Juiz determina apresentação de plano em 60 dias; MP pedia matrícula imediata e indenização de R$ 5 milhões

O juiz Adhailton Lacet, da 1ª Vara da Infância e Juventude, negou, na manhã desta segunda-feira (4), o pedido do Ministério Público da Paraíba para obrigar a matrícula imediata de alunos na rede municipal de ensino de João Pessoa. Apesar da negativa, o magistrado determinou que a gestão do prefeito Leo Bezerra apresente, em até 60 dias, um plano detalhado para resolver o déficit de vagas. A informação é do Portal Polêmica Paraíba, adaptada pela Rádio Salgado FM.

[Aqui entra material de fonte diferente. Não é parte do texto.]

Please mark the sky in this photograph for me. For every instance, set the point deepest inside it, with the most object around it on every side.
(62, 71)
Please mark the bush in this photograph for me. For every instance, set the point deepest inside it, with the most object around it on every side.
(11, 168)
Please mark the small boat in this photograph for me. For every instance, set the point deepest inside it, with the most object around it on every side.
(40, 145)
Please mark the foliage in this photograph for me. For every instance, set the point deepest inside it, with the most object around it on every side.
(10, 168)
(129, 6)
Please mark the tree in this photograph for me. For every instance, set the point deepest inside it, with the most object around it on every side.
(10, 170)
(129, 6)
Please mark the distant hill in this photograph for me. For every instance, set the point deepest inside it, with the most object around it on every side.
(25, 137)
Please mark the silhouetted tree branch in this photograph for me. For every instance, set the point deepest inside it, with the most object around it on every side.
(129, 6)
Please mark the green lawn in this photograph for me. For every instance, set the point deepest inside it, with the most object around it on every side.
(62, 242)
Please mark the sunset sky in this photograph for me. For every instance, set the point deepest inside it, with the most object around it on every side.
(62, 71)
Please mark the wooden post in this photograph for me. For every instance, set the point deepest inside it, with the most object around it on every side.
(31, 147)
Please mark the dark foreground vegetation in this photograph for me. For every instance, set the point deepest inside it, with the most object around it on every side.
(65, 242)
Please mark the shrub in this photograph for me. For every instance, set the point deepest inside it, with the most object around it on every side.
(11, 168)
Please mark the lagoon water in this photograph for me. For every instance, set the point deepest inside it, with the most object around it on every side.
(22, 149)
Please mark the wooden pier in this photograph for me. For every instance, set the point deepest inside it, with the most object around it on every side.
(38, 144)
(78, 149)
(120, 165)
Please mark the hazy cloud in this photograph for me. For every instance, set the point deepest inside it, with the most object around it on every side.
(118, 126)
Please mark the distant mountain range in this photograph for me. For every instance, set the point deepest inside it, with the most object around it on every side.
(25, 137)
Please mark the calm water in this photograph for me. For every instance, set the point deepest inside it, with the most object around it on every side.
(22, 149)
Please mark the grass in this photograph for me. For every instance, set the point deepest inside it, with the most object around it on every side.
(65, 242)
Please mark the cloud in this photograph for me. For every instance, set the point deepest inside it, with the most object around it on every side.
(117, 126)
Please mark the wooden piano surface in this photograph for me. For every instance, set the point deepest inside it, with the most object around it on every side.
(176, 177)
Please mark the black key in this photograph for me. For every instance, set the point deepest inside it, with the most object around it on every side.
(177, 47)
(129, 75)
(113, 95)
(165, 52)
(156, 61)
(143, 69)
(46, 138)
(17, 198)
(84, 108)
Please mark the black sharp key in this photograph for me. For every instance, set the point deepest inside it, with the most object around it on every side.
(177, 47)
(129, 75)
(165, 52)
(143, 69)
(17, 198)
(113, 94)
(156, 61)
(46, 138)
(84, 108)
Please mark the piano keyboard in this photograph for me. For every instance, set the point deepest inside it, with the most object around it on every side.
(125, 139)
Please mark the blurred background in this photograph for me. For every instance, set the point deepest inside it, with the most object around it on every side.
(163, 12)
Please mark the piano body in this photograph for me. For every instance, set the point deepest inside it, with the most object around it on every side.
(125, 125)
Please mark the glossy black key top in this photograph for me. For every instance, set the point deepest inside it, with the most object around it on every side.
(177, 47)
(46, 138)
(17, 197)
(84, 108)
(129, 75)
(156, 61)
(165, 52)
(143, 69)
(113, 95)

Na decisão, o juiz destacou a necessidade de equilíbrio entre a urgência do direito à educação e a complexidade da gestão pública. Segundo ele, o município deverá consolidar dados sobre a demanda, detalhar ações em andamento e apresentar um cronograma viável para garantir o acesso de todos os alunos, com prioridade para as etapas obrigatórias. Embora a decisão se refira à capital paraibana, o tema ressoa em toda a região, inclusive em Salgado de São Félix e cidades vizinhas, onde a oferta de vagas na educação infantil e fundamental também é um desafio constante.

Decisão judicial e determinações

Além disso, Lacet determinou a elaboração de metas mensais para assegurar o ingresso de 100% das crianças e adolescentes que aguardam vagas em escolas e creches. A decisão também prevê a convocação de servidores aprovados no último concurso da Educação. A ação foi movida pelo Ministério Público, por meio da promotora Ana Raquel Beltrão, que chegou a pedir a condenação da Prefeitura ao pagamento de dano moral coletivo de pelo menos R$ 5 milhões.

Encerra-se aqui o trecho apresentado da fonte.